Les décryptages du marché de l’emploi foisonnent. En octobre, l’une des dernières analyses en date met en avant les écarts de salaire entre un bac +2 et un bac +5 en France. Un schéma toujours d’actualité ? Présentation et réaction.

Adzuna n’est pas le plus connu des moteurs de recherche d’offres d’emploi. Créé en 2011, à Londres, il s’est lancé en France en 2013. Pour se faire connaître, cette start-up fait tourner ses algorithmes, les 850 000 annonces répertoriées et fournit des enseignements sur le marché de l’emploi. Dernier focus diffusé : toutes les offres confondues entre jeunes diplômés et expérimentés, l’écart de salaire entre un bac +2 et un bac +5 est de 27 %. En chiffres brut, on passe de 31 879 euros à 40 474. Une nouveauté ? Pas tant que ça. Les éléments de Michael Page font état de 23/24 K€ à 27/28 K€ pour un bac +2, et de 34 K€ à 40 K€ pour un +5.

Le chamboulement du numérique

Depuis moins de dix ans, un vent violent vient ringardiser ces antiennes, malmener ces repères sur l’échiquier du monde de l’enseignement supérieur, ces chiffres de sortie d’études. Son nom : tempête numérique. Xavier Niel l’a vite compris. Lancée en 2013, l’École 42 bouscule les codes – dans tous les sens. Des autodidactes sont formés au développement Web. Près de la moitié n’ont pas le bac. Les recruteurs se les arrachent. « Là, les bac +2 prennent leur revanche, analyse Emmanuel Stanislas, fondateur du cabinet de recrutement spécialisé en digital et informatique, Clémentine. Vu les tensions sur le marché, leurs salaires peuvent grimper [sous-entendu, plus que d’ordinaire]. » Les IT (Information Technologies) ne modifient pas seulement l’organisation des entreprises, la grille des salaires valse également.

Et Adzuna de citer plusieurs secteurs dans lesquels les écarts de salaire se réduisent comme neige au soleil, avec à peine 10 % de gap, toutes offres confondues – jeunes diplômés et expérimentés. En vrac, on va citer l’armée, le secteur sportif, la mécanique, l’artisanat ou bien encore l’électronique.

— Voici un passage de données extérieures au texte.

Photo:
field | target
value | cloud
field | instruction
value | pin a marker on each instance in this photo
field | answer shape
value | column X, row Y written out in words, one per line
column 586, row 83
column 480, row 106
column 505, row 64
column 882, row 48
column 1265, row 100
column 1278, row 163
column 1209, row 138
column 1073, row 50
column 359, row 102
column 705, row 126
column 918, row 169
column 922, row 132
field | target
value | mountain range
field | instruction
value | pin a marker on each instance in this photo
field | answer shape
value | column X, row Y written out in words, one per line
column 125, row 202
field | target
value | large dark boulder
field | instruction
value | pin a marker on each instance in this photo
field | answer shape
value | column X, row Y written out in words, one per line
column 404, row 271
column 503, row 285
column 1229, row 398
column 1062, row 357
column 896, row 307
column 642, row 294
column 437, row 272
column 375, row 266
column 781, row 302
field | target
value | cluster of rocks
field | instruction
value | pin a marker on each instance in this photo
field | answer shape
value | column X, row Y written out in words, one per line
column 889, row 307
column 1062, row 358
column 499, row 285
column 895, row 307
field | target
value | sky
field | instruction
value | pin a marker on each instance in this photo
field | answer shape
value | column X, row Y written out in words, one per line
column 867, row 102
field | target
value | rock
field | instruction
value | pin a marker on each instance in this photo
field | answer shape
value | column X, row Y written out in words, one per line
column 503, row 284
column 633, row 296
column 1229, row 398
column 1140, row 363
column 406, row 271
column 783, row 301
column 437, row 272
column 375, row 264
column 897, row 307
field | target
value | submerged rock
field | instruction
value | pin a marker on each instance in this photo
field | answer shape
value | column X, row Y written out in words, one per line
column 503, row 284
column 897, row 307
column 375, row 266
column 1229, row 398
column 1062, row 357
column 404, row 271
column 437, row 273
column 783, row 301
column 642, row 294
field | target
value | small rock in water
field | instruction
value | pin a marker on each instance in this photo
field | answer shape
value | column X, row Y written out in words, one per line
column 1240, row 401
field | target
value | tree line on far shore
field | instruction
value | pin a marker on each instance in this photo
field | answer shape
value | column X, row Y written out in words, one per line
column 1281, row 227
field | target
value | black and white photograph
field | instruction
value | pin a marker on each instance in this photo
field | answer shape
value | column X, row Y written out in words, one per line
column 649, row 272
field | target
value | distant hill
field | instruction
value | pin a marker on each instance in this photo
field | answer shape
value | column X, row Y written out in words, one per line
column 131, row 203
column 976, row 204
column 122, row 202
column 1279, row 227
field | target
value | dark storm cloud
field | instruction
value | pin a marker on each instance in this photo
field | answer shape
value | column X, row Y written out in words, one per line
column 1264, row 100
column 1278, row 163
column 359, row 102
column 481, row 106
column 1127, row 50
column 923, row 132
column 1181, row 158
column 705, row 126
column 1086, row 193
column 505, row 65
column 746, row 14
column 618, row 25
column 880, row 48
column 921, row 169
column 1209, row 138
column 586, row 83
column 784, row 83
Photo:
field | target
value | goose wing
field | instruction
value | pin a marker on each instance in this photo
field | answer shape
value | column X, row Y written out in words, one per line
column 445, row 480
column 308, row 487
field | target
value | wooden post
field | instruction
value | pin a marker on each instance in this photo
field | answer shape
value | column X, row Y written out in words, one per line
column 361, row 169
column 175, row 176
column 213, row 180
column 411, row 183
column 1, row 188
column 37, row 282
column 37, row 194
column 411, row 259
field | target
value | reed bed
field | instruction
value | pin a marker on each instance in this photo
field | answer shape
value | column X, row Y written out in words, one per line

« Le monde a changé, commente Emmanuel Louzier, directeur général de PageGroup. Le besoin d’agilité prime, les typologies de métiers évoluent. Les compétences valorisées aujourd’hui, et celles qui le seront demain, ne sont pas celles que l’on appréciait hier. Et c’est sans compter les attentes des candidats eux-mêmes. La quête de sens tient une place de plus en plus prépondérante. Des candidats titulaires d’un bac +5 vont accepter des salaires qui ne correspondent pas forcément à ce qu’ils pourraient prétendre décrocher, statistiquement parlant. » Sans tabler sur une dilution du poids du diplôme, les cartes sont rebattues.

La souplesse des PME

Une étude biaisée ? Nombre d’interlocuteurs le pensent. Mettre expérimentés et jeunes diplômés dans un même shaker semble décrédibiliser le tout. Et surtout, entre l’offre d’emploi affichée et la réalité, un écart – un de plus – peut se faire jour. « Les petites et moyennes entreprises sont prêtes à regarder en deçà du diplôme mentionné dans l’offre, indique Francis Petel, vice-président de la commission nationale éducation formation de la Confédération des PME (CPME). Le diplôme n’est pas tout. Ces entreprises-là sont plus souples. De plus, si les bac +2 se vendent très bien côté technique, tel n’est plus le cas pour les emplois tertiaires. Le marché a besoin de bac +3 transversaux. » Or, entre bac +3 et +2, la différence salariale est de l’ordre du trait. C’est le mal aimé des conventions collectives.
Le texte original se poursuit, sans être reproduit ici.